"Nous allons poursuivre notre lutte (..) jusqu'à ce que nos objectifs soient atteints", a déclaré M. Erdogan dans un discours télévisé depuis Bakou.

Les déclarations de M. Erdogan surviennent au lendemain d'un ferme avertissement de son homologue américain Donald Trump qui a durci le ton face à la Turquie, l'appelant à mettre fin à son opération militaire en Syrie, lancée le 8 octobre, et annonçant une série de sanctions.

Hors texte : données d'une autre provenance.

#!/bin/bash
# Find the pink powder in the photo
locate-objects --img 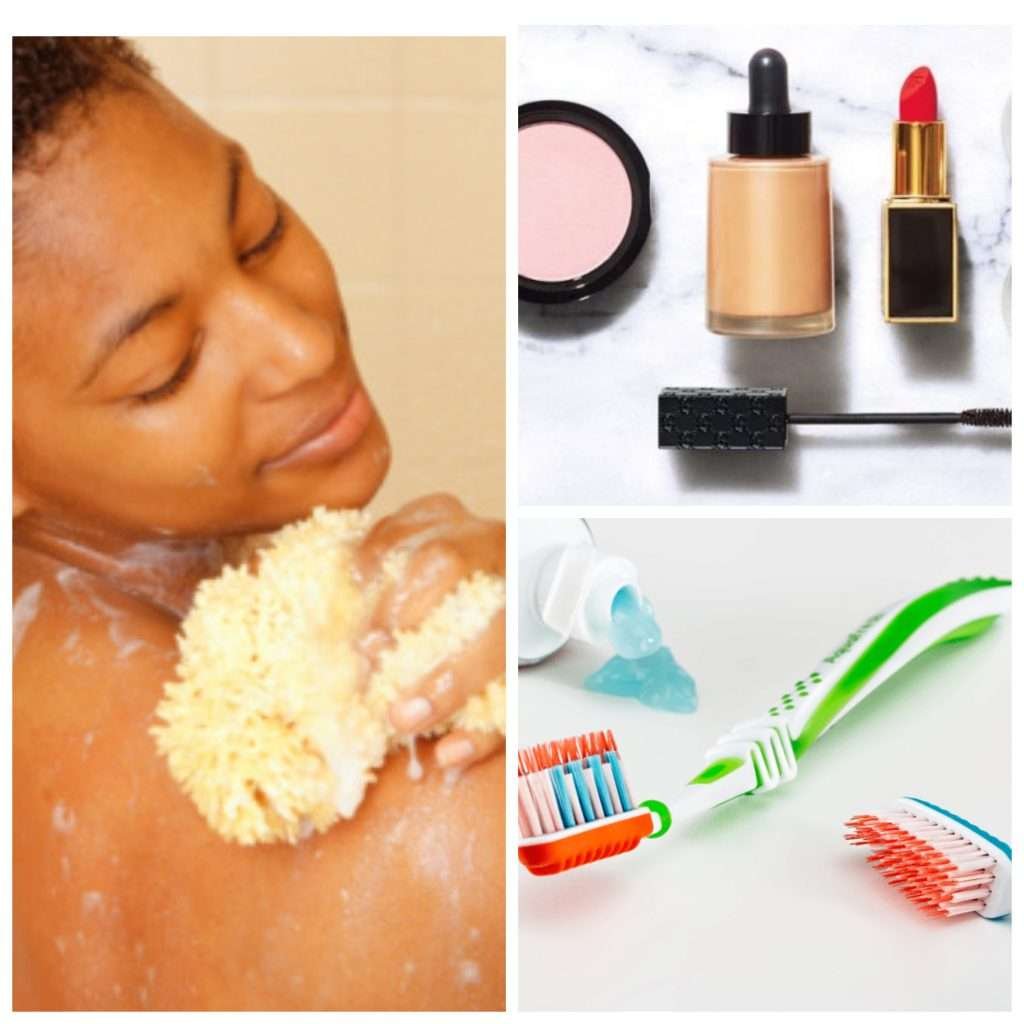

L'offensive turque vise à déloger du nord-est de la Syrie les forces kurdes des Unités de protection du peuple (YPG), considérées comme "terroristes" par Ankara mais alliées de l'Occident dans la lutte contre les jihadistes du groupe Etat islamique (EI).

Les YPG sont un groupe lié au Parti des travailleurs du Kurdistan (PKK), une organisation qualifiée de "terroriste" par Ankara, Washington et l'Union européenne.

"Jusqu'à ce matin, nous avons libéré une zone de près de 1.000 km2 des mains de l'organisation séparatiste terroriste", a ajouté M. Erdogan, désignant par cette expression les YPG.

"Nous allons rapidement sécuriser la région allant de Minbej (nord-ouest de la Syrie) jusqu'à notre frontière avec l'Irak", a-t-il encore dit.

Selon lui, cette zone devrait accueillir "dans un premier temps un million, puis deux millions de réfugiés syriens", parmi plus de 3,5 millions qui ont trouvé refuge en Turquie depuis le début du conflit en Syrie en 2011.